Corn (Zea mays)
The Latin name for this species is mays and maize is the correct title for this group of plants. The plants many of us grow for corn on the cob, or “sweet corn” as it is sometimes called, is Z. mays ssp. rugosa, and was cultivated for its high sugar content. Many varieties of maize are grown for dried, fully mature seed, which is eaten as a grain, but sweet corn is picked before the seeds mature fully, before its sugars convert back into starch. This is why fresh corn must be eaten fairly quickly after harvest, before it degrades and becomes starchy. Many hybrids have been developed that retain their sweetness for longer periods, mature uniformly, and ship well.
Maize, including sweet corn, is produced in terrific quantities throughout the Americas, with the United States growing over 300 million metric tons each year alone. The crop was grown and celebrated by Mesoamerican peoples as long as 9,000 years ago, and forms the dietary base for scores of early American civilizations. Many Indian tribes also exploited the plant for its medicinal qualities: The Cherokee used it to treat skin blemishes and kidney stones; the Navajo created a poultice for sore throats; and the Tewa used it as to treat swelling, heart palpitations, and as an aid for menstruating women. The Iroquois people provided the first record of growing sweet corn to European settlers in 1779.
Corn, however it is eaten, is high in carbohydrates, sugars, protein, vitamins, magnesium, and potassium. The edible portions of sweet corn contain about 75% water. Cooking reduces the amount of usable vitamin C in sweet corn, but increases the quantity of ferulic acid, which is thought to be a powerful antioxidant, and seems to provide several health benefits.
The original corn, called “field corn,” had a high content of starch over sugar. Sweet corn occurs as a mutation in field corn and was grown by several Native American tribes. The Iroquois gave the first recorded sweet corn (called papoon) to European settlers in 1779. It soon became a popular food.
Crop breeders isolated several cultivars of sweet corn that would produce genetically similar offspring seeds. These include Golden Bantam, Pink Popcorn, Calico Popcorn, and Bloody Butcher. There are many others, including quite a few Mexican varieties.
Hybridization crosses the pollen of one variety with the receptive female flowers of another. The seeds that result are hybrid seeds. Hybridization allowed for more uniform maturity, improved quality, and disease resistance.
The genes that enhance the sugar content and shelf life of sweet corn are carried in the plants’ pollen. In order for the genetic expression to be true, the variety may need to be isolated to prevent cross-pollination. SU, SE, and SH2 are the names of isolated gene groups. These are hybrids, not GMO / GEO.
SU varieties (developed circa 1902) have modest amounts of sugar in their kernels, and they tend to have decent corn flavor. But their conversion of sugar to starch is rapid, so they have a narrow harvest window before flavour deteriorates. They tend to have good plant vigour. To avoid cross-pollination and poor quality, SU varieties must be isolated from field corn and popcorn. They must also be isolated from the supersweet (sh2) group.
The SE gene (developed in the 1950s) gives varieties improved eating quality over SU varieties by slightly increasing the level and changing the types of sugars in the kernels. SE varieties also have a very tender pericarp (the outer layer of the kernel). The SE gene does not slow the conversion of sugars to starch but the harvest window is slightly longer than with SU varieties because of elevated sugar levels. SE varieties do not require isolation from SU varieties, but they do require isolation from SH2 and field or popcorn.
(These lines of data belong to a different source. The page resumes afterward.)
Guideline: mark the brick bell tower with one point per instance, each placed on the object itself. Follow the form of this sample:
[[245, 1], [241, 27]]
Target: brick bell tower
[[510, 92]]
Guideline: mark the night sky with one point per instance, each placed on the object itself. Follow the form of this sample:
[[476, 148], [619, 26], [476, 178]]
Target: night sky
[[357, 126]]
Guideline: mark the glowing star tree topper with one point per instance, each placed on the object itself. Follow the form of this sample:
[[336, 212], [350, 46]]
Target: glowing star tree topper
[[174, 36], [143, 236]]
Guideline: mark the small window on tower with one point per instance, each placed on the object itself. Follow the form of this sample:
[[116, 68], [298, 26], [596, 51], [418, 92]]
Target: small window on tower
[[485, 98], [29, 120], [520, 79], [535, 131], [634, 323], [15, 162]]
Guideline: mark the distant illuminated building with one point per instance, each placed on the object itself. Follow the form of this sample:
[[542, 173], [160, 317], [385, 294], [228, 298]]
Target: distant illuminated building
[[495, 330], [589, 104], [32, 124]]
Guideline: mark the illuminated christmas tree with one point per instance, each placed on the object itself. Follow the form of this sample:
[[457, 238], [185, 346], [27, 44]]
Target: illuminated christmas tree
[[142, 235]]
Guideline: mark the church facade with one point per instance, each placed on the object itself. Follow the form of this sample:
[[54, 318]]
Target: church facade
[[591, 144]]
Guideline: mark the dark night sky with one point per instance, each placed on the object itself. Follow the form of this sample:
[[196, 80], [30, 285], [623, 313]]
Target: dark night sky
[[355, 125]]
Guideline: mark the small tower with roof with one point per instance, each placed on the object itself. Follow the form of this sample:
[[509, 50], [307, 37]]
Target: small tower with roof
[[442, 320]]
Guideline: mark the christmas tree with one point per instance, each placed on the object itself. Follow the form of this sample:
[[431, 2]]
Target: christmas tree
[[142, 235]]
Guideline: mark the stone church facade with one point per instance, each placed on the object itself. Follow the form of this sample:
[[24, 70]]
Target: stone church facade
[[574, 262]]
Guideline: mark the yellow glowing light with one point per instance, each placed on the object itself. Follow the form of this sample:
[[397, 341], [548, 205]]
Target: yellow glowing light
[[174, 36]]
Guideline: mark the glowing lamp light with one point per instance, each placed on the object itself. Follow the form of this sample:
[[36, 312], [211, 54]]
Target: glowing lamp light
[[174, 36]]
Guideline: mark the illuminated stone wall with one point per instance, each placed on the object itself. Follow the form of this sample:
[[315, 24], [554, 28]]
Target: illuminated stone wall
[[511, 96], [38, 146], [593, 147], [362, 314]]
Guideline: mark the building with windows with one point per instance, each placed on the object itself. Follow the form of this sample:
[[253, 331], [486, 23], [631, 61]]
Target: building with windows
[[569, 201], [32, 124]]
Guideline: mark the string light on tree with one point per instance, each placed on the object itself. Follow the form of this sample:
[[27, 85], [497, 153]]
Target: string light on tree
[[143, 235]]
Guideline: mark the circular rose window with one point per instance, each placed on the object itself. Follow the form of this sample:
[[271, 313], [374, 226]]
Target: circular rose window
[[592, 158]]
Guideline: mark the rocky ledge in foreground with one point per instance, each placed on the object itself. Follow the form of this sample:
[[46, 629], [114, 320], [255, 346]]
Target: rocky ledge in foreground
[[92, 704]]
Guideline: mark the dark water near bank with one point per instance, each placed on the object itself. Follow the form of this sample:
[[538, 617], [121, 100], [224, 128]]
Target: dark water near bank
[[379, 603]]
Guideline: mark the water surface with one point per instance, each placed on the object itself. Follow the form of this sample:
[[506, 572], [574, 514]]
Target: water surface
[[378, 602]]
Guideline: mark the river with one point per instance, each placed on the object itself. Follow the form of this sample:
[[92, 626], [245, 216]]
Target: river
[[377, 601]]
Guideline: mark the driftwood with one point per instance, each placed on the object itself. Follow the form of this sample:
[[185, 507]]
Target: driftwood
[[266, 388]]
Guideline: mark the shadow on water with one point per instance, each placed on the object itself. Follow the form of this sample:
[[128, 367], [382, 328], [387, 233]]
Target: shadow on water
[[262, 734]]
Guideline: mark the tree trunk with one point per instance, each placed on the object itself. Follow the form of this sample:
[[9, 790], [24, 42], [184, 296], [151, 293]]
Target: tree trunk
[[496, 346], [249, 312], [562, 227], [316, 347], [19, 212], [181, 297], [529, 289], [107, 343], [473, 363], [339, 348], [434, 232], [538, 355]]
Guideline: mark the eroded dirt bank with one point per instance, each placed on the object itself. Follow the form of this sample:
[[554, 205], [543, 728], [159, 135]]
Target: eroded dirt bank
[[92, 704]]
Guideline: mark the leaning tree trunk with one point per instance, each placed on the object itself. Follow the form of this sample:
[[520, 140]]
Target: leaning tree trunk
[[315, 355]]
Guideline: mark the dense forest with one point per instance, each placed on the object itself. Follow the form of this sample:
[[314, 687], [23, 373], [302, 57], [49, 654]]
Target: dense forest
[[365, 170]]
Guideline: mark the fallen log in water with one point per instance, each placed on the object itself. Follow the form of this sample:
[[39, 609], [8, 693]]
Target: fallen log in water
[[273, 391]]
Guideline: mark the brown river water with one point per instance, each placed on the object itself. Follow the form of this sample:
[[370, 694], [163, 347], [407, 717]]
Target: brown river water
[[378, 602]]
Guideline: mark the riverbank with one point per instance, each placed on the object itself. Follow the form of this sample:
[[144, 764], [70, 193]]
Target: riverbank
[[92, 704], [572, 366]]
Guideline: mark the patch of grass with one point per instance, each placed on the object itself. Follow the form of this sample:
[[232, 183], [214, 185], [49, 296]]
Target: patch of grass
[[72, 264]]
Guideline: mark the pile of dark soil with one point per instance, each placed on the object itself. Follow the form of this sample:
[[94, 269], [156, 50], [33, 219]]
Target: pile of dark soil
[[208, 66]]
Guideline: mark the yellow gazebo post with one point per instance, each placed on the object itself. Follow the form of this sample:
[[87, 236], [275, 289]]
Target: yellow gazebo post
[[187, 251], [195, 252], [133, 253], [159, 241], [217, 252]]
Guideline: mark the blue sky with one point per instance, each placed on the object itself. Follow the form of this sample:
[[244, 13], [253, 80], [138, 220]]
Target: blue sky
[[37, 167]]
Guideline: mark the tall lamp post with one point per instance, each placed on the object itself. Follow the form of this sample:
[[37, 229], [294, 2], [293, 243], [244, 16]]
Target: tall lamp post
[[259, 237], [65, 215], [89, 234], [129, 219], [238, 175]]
Supersweet or shrunken-2 types (also 1950s) have four to ten times the sugar content of normal sugar (SU) types and with proper handling are able to be stored for up to 10 days. They are less hardy than even sugary extender (SE) types, requiring higher soil temperature for germination, precise planting depth, and isolation from all other corn pollen for optimum results. The name derives from the shrunken, shrivelled appearance of the dried kernel which is low in starch. The SH2 gene slows the conversion of simple sugars to starch, so supersweet varieties have a much wider harvest window than other types.
Synergistic varieties combine more than one line of genetics on the same ear. The first varieties developed of this type have 25% sh2, 25% se and 50% su kernels on the cob, but now different combinations are possible. There is an increasing number of brand names and trademarks that cover specific genetic combinations under this general type.
The town of Jarvis, in southern Ontario, celebrates Cornfest each August. Jarvis really lets its hair down as it hosts a serious baseball competition, car show, live music, equestrian events, crafts, a midway, and of course, lots and lots of corn to eat.